The University of Minnesota Health has given her hope for a more normal life though. It has the world’s largest total pancreatectomy and islet auto-transplant (TP-IAT) program in the world. A pancreatectomy is surgery to remove the pancreas. However, without a pancreas to produce insulin, which controls blood sugar, diabetes develops. To solve this problem, during our TP-IAT procedure, technicians isolate islet cells from the removed pancreas, and the surgeon puts them into the liver where they can continue to produce insulin. In some cases, this procedure can help the patient maintain normal blood sugar levels under all conditions, thus reducing any need for insulin and improving quality of life.
Here’s where Go Fund Me comes in to play. Her insurance will cover all but $60,000 of this procedure. Some insurance companies will cover this whole procedure but unfortunately her insurance will cover removal of the pancreas but not the transplant of the islets. Without the transplant of the islets, she will become a ‘brittle’ diabetic which is a condition marked by very quick shifts in blood sugar levels. They can easily swing from high to low and from low to high. It is extremely hard to regulate and shortens your life considerably.
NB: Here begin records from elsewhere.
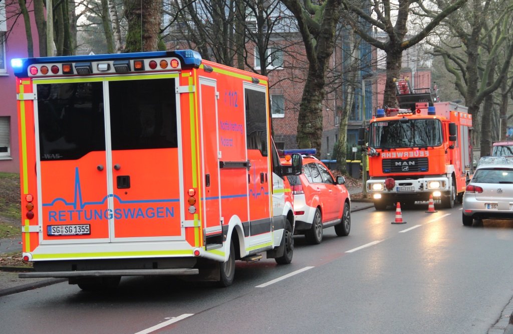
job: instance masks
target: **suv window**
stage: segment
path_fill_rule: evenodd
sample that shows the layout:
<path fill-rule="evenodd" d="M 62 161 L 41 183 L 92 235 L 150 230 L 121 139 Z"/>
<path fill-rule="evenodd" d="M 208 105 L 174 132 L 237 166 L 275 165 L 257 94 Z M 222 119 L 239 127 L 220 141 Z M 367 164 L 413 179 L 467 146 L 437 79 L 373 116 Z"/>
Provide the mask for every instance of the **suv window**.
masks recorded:
<path fill-rule="evenodd" d="M 315 162 L 310 162 L 308 164 L 310 168 L 310 173 L 312 177 L 312 182 L 315 183 L 322 183 L 324 181 L 322 176 L 321 176 L 321 172 L 317 168 L 317 164 Z"/>
<path fill-rule="evenodd" d="M 324 183 L 329 183 L 330 184 L 334 183 L 334 182 L 333 180 L 333 177 L 331 176 L 331 174 L 329 174 L 328 169 L 324 165 L 320 163 L 317 164 L 319 170 L 321 171 L 321 175 L 322 176 L 323 180 L 324 180 Z"/>

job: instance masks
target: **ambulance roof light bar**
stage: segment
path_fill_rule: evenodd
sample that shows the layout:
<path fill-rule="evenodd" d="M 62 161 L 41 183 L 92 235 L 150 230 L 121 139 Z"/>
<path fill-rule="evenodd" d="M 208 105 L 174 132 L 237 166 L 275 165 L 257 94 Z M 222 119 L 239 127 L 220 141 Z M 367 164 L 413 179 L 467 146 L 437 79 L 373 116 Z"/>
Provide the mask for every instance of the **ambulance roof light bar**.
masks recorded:
<path fill-rule="evenodd" d="M 159 59 L 176 57 L 180 60 L 181 68 L 198 68 L 201 65 L 202 58 L 200 53 L 193 50 L 176 50 L 175 51 L 159 51 L 152 52 L 133 52 L 128 53 L 107 53 L 87 55 L 65 55 L 54 57 L 38 57 L 33 58 L 15 58 L 11 60 L 11 65 L 14 75 L 18 77 L 27 76 L 28 68 L 33 64 L 63 64 L 74 63 L 84 63 L 103 61 L 129 61 L 132 60 L 142 60 L 149 58 Z M 178 63 L 176 63 L 177 67 Z M 119 69 L 126 68 L 119 65 Z M 82 66 L 83 68 L 84 66 Z M 76 67 L 75 67 L 76 68 Z M 86 71 L 86 69 L 81 70 Z M 116 72 L 119 71 L 116 70 Z"/>

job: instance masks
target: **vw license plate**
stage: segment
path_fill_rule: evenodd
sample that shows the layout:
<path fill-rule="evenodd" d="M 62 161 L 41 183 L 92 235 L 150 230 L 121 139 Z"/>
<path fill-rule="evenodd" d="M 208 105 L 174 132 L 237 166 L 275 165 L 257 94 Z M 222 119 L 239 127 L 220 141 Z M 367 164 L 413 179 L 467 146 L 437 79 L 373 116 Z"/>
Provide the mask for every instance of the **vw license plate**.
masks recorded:
<path fill-rule="evenodd" d="M 81 225 L 49 225 L 47 231 L 48 235 L 81 235 L 90 234 L 91 226 Z"/>

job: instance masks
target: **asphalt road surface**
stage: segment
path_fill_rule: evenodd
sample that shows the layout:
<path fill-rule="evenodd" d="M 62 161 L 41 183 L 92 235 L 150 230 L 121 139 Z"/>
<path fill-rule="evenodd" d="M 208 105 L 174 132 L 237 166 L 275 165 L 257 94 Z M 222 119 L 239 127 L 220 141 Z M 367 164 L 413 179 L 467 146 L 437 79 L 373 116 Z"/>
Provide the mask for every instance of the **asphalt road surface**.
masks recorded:
<path fill-rule="evenodd" d="M 351 233 L 295 238 L 292 264 L 238 263 L 234 284 L 123 277 L 0 298 L 5 333 L 487 333 L 513 296 L 513 221 L 466 227 L 461 207 L 351 214 Z"/>

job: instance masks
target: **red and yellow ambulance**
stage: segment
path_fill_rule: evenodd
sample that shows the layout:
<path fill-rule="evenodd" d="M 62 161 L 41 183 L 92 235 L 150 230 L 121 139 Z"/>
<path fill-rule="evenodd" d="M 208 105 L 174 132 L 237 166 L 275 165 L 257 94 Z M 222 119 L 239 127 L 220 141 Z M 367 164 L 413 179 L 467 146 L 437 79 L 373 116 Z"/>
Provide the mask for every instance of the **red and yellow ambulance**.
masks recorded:
<path fill-rule="evenodd" d="M 265 77 L 192 50 L 13 60 L 21 277 L 84 289 L 126 275 L 230 285 L 235 260 L 288 263 L 292 202 Z"/>

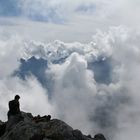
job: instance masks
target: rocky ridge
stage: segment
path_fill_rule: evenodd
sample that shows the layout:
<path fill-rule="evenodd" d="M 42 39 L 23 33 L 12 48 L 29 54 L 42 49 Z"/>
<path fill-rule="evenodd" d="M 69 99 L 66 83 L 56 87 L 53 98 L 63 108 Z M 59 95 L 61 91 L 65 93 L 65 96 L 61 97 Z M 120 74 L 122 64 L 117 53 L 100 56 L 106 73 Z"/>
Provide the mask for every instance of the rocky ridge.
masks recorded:
<path fill-rule="evenodd" d="M 22 112 L 7 122 L 0 121 L 0 140 L 106 140 L 102 134 L 92 138 L 74 130 L 65 122 L 51 116 L 36 116 Z"/>

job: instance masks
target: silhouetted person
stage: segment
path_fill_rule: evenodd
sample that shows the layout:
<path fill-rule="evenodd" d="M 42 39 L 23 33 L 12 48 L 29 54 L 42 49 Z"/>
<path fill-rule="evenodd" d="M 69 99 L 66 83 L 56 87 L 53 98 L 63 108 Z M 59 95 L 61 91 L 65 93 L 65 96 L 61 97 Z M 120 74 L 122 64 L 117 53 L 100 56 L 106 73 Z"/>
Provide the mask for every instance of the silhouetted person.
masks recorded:
<path fill-rule="evenodd" d="M 14 100 L 9 101 L 8 120 L 9 120 L 10 116 L 15 116 L 17 114 L 21 114 L 19 99 L 20 99 L 20 96 L 16 95 Z"/>

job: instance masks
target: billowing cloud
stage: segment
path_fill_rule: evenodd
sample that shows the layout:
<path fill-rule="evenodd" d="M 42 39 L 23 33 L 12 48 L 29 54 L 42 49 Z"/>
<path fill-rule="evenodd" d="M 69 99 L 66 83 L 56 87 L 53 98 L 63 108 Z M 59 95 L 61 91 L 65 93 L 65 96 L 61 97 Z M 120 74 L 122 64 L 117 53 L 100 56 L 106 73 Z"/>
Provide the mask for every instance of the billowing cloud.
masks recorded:
<path fill-rule="evenodd" d="M 138 139 L 139 6 L 138 0 L 2 0 L 1 119 L 19 93 L 24 111 L 52 114 L 86 134 Z"/>

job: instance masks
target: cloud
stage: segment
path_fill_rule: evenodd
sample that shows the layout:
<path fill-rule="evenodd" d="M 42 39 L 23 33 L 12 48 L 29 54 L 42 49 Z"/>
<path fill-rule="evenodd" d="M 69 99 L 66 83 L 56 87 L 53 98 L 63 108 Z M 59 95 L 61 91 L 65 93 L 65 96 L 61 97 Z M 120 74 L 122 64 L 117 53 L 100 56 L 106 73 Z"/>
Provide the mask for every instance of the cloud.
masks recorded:
<path fill-rule="evenodd" d="M 8 3 L 2 2 L 8 8 Z M 6 14 L 16 18 L 4 18 L 4 23 L 1 19 L 1 118 L 6 117 L 7 102 L 19 92 L 25 111 L 51 113 L 84 133 L 103 132 L 115 140 L 138 139 L 139 2 L 20 2 L 21 7 L 15 2 L 11 10 L 22 11 L 19 15 Z M 13 3 L 9 4 L 12 7 Z M 3 13 L 1 16 L 6 16 Z M 21 58 L 28 63 L 32 57 L 48 62 L 42 76 L 51 77 L 51 98 L 50 85 L 42 87 L 31 68 L 26 81 L 11 76 L 15 70 L 22 71 Z M 38 99 L 40 106 L 36 106 Z M 42 110 L 42 106 L 48 108 Z"/>

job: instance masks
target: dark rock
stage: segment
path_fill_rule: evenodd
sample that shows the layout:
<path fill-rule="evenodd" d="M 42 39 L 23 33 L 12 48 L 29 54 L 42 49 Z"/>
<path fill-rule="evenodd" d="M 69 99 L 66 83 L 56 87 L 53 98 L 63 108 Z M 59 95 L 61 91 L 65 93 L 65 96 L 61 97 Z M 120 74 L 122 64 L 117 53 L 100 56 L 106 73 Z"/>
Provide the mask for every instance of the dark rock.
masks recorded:
<path fill-rule="evenodd" d="M 106 140 L 106 138 L 103 134 L 99 133 L 94 136 L 94 140 Z"/>
<path fill-rule="evenodd" d="M 0 140 L 93 140 L 61 120 L 50 120 L 50 115 L 33 117 L 25 112 L 21 115 L 22 119 L 16 115 L 7 123 L 0 122 Z M 105 140 L 103 138 L 99 134 L 95 135 L 95 140 Z"/>
<path fill-rule="evenodd" d="M 6 123 L 0 121 L 0 137 L 5 133 L 6 131 Z"/>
So, I don’t know about you but I’m really sick and tired of insurance dictating what we need instead of the doctors.
This wonderful couple did not want to ask for anyone’s help and don’t even know I’m doing this page but if anyone deserves it they do. They have gotten a second mortgage on their home and an additional personal loan to pay for this surgery out of their own pocket. I just want to help a family who has helped countless others by trying to help defer their cost of this surgery no matter what we can raise. Not only do they have the cost of the surgery, but they have to stay in Minnesota (quite a ways from their home in TN) for 6-8 weeks while she’s recovering and having checkups. Not only do they have the stress of the surgery but all this financial strain has got to be overwhelming.
So for the family that’s motto has been to “Pay if Forward” before that was even a thing, let’s pay it forward and help them in any small way we can.